We conclude that $(a,b)$ is one of the pairs in the same name column from the table, and the factor $D$ comes as $N(c,d)$, where $(c,d)$ is also a pair from the same column, since it corresponds to a value $D$ among $7,14,17,34$, and the table covers the possibilities for other names of the variables.

$\bbox[yellow]{(7)}$ Let us arrange now the pairs in columns, by taking the values modulo four: $$ \begin{array}{|c|c||c|c|} \hline 0\text{ and }2 &\pm 1\text{ and }\pm 1 && 0\text{ and }\pm 1 &2\text{ and }\pm 1 & \\\hline (2,12) & (9,1) && (4,1) & (3,2)\\ (12,2) & (5,3) && & (2,5)\\ (4,10) & (3,7) && & (2,15)\\ (2,32) & && &\\\hline \end{array} $$ By $(6)$ $(a,b)$ is one pair in the table, and the $(c,d)$ realizing the $D$ from $(6)$ is an other one. So we have all the possibilities for $(a,b,c,d)$, which is cyclically the same as $(c,d,a,b)$. Moreover, by $(2)$, the pairs $(a,b)$ and $(c,d)$ are taken either from the first two columns, or from the last two columns. And the two pairs come from different columns.

• We exclude that $(a,b)=(4,1)$ and $(c,d)$ are taken from the last two columns, seeing that $(c,d)=(2,?)$ is not an option, because in $(4,1,2,?)$ the even values are not consecutive, contradicting $(2)$, and in the remained case $(a,b,c,d)=(4,1,3,2)$ the $L$-value is too small.
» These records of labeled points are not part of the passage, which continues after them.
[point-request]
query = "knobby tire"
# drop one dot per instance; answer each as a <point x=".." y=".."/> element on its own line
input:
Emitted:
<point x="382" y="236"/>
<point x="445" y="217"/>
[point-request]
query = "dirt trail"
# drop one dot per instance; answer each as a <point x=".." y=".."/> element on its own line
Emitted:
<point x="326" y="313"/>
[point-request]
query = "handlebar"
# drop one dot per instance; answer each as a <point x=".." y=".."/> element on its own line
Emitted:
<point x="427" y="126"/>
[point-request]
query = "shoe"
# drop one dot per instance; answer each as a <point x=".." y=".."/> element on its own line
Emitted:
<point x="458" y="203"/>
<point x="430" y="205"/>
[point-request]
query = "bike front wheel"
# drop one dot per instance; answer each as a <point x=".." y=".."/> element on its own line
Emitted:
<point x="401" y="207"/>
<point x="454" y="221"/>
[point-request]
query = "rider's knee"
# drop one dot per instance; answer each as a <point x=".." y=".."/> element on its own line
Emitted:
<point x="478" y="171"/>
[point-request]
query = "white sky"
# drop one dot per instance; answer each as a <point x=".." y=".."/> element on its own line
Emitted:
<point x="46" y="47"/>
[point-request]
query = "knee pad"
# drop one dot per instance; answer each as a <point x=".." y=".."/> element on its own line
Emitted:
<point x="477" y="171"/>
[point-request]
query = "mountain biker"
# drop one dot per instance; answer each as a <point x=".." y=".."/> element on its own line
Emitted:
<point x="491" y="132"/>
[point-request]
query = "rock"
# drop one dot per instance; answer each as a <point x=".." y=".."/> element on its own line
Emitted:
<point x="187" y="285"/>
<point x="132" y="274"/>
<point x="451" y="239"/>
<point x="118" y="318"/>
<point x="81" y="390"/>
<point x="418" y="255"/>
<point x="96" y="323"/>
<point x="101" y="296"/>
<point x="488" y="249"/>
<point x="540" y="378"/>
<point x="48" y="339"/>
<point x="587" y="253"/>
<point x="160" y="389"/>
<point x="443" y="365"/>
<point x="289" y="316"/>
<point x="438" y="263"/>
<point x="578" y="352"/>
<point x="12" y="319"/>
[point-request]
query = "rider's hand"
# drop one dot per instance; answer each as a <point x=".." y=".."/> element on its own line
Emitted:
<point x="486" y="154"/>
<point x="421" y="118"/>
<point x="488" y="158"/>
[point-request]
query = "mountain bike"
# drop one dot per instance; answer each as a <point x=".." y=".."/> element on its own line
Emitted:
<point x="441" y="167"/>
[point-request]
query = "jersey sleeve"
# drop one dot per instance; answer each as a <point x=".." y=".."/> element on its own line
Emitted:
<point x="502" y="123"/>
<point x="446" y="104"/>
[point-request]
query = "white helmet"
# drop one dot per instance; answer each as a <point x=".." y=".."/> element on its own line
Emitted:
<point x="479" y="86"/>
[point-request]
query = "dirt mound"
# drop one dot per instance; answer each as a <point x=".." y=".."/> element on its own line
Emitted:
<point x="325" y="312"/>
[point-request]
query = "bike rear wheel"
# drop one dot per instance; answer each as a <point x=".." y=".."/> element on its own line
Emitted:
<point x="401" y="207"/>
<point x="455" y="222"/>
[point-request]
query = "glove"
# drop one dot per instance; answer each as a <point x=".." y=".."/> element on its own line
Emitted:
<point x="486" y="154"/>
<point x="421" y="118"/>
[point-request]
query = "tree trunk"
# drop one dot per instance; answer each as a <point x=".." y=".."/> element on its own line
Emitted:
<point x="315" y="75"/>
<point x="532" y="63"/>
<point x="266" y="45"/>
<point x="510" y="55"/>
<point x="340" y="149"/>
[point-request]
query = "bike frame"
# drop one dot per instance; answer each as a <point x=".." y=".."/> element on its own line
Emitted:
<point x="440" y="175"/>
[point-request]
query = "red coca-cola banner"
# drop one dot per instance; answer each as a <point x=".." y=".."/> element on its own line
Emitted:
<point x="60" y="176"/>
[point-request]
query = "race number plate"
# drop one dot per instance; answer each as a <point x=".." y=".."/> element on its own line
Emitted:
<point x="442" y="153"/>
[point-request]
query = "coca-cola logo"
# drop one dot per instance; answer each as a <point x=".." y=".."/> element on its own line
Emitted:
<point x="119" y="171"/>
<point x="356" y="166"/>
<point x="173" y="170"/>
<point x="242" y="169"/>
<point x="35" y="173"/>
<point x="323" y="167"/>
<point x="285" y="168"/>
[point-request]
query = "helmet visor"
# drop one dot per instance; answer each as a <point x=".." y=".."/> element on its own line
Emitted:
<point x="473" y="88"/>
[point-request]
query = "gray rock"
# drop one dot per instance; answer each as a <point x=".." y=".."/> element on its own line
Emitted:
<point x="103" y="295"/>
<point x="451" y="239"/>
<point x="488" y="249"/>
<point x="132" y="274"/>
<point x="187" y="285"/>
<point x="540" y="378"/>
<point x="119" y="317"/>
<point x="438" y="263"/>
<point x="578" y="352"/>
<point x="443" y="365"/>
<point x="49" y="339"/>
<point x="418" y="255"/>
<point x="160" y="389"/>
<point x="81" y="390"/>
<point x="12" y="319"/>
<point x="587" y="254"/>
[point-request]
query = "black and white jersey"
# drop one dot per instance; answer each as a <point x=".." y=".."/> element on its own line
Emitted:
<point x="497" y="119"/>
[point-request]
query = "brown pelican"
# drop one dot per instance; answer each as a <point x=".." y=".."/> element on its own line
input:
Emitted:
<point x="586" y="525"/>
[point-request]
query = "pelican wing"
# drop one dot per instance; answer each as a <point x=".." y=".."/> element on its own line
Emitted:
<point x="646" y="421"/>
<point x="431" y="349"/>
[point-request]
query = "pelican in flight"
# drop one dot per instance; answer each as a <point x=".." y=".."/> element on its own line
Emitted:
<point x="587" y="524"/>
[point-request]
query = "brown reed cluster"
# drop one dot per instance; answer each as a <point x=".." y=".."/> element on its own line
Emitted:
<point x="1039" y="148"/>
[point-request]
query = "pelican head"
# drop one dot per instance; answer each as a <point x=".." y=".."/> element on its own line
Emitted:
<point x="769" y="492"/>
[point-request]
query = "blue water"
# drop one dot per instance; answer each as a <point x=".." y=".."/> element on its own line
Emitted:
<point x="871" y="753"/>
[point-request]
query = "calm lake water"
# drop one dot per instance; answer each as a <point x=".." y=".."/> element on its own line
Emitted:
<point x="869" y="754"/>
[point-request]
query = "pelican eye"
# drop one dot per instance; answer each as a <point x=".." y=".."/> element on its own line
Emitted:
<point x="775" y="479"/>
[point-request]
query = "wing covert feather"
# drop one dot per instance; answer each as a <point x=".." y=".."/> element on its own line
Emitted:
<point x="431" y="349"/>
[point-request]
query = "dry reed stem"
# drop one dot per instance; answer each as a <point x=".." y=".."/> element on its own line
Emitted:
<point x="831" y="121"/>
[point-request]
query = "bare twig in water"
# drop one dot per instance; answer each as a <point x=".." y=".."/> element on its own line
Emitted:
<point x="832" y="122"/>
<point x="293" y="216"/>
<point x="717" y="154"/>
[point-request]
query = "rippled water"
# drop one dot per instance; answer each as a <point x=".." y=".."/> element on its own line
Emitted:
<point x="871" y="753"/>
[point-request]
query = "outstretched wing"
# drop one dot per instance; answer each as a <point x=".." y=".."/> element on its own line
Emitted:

Or by looking at $N(d,a)=N(2,4)=1\cdot 5+1=6=2\cdot 3$ with an alien factor.
• It remains the case when $(a,b)$ comes from the first column, and $(c,d)$ from the second one. I found it easy to check the $L$-values. In the first column the $L$-values are $L(2,12)=L(12,2)=2\cdot 3\cdot 12\cdot 13=936$, $L(4,10)=4\cdot 5\cdot 10\cdot 11=2200$, $L(2,32)=2\cdot 3\cdot 32\cdot 33=6336$. In the second column $L(9,1)=180$, $L(5,3)=360$, $L(3,7)=672$. So the product is $$L(a,b,c,d)=L(a,b)L(c,d)\le L(2,32)L(3,7)<7000\cdot 700=4900000 <2\cdot 2000^2<X\ . $$ This contradicts $(3)$.

This concludes the solution.

$\square$